The Chevrolet Volt is the first and only extended range EV on the U.S. market today. The Volt has been in the spotlight recently after the NHTSA found that two of three vehicles caught fire after side impact testing. One of the vehicles that caught fire didn’t burst into flames until three weeks after the crash test. The other started sparking and smoking immediately after the test.

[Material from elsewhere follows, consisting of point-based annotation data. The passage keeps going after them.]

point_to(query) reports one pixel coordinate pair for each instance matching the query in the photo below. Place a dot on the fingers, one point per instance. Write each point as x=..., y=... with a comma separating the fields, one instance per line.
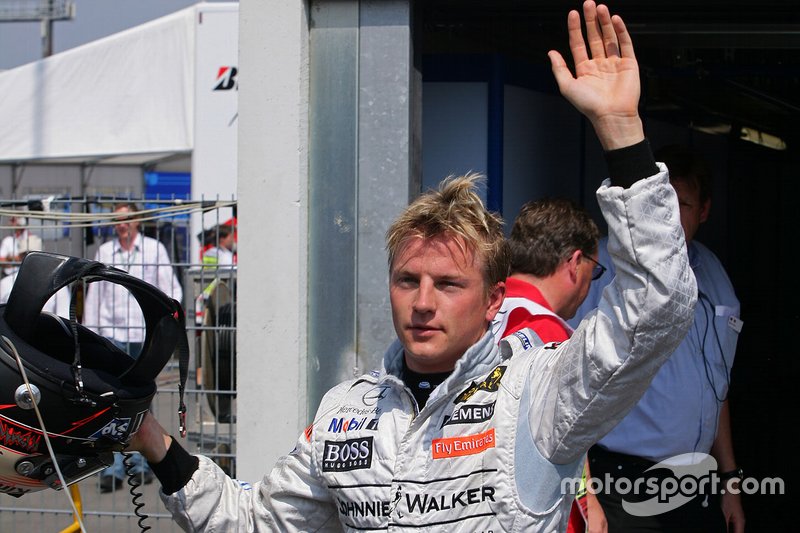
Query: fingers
x=611, y=46
x=561, y=72
x=607, y=36
x=625, y=42
x=593, y=35
x=576, y=44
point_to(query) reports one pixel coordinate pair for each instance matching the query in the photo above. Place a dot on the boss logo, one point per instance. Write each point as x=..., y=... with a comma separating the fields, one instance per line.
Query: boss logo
x=342, y=456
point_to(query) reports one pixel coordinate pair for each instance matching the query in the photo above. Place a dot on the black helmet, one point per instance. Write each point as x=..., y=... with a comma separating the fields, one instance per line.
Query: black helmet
x=92, y=396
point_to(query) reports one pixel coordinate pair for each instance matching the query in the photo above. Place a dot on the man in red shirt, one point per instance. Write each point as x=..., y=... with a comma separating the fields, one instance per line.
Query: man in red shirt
x=553, y=251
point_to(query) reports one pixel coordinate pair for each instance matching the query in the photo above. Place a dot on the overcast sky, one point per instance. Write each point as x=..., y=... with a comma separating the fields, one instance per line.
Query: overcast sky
x=21, y=42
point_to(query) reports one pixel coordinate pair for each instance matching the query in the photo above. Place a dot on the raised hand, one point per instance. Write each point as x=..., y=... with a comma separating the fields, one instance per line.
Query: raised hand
x=605, y=86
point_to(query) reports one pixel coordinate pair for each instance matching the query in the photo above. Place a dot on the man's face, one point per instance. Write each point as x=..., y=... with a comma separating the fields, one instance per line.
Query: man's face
x=693, y=211
x=584, y=271
x=125, y=228
x=440, y=305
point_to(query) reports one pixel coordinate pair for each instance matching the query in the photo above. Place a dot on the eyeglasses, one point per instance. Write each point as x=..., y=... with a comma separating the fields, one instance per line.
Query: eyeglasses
x=598, y=270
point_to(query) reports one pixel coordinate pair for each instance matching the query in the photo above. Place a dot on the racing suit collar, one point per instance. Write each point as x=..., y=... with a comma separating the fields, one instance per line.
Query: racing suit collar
x=477, y=361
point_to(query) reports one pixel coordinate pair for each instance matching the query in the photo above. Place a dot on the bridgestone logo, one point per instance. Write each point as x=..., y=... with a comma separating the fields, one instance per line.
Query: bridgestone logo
x=352, y=454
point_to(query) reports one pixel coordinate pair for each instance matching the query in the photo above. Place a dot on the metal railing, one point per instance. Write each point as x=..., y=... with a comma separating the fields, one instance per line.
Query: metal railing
x=77, y=227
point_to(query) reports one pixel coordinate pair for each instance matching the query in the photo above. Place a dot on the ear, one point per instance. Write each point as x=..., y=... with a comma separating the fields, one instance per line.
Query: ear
x=496, y=297
x=572, y=263
x=705, y=210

Understandably, GM is eager to get to the root of the problem with the Volt fires. GM's Mary Barra, VP of global product development for GM said, "I have engineers working shoulder-to-shoulder with the NHTSA engineers right now," said Mary Barra, vice president of global product development for GM. "We are looking to say, 'Are there some design changes that we can make — something more robust in this location or that location or this component?'"
However, the automaker does note that any changes would need to be rigorously tested both at GM and with outside sources.
GM also says that if the investigation determines that changes need to be made to the design of the battery packs, it will make those changes as quickly as possible. She also points out that there still isn't any indication of just how long the investigation into the fires will last.
GM's Mary Barra with a Chevrolet Cruze [Source: GM] 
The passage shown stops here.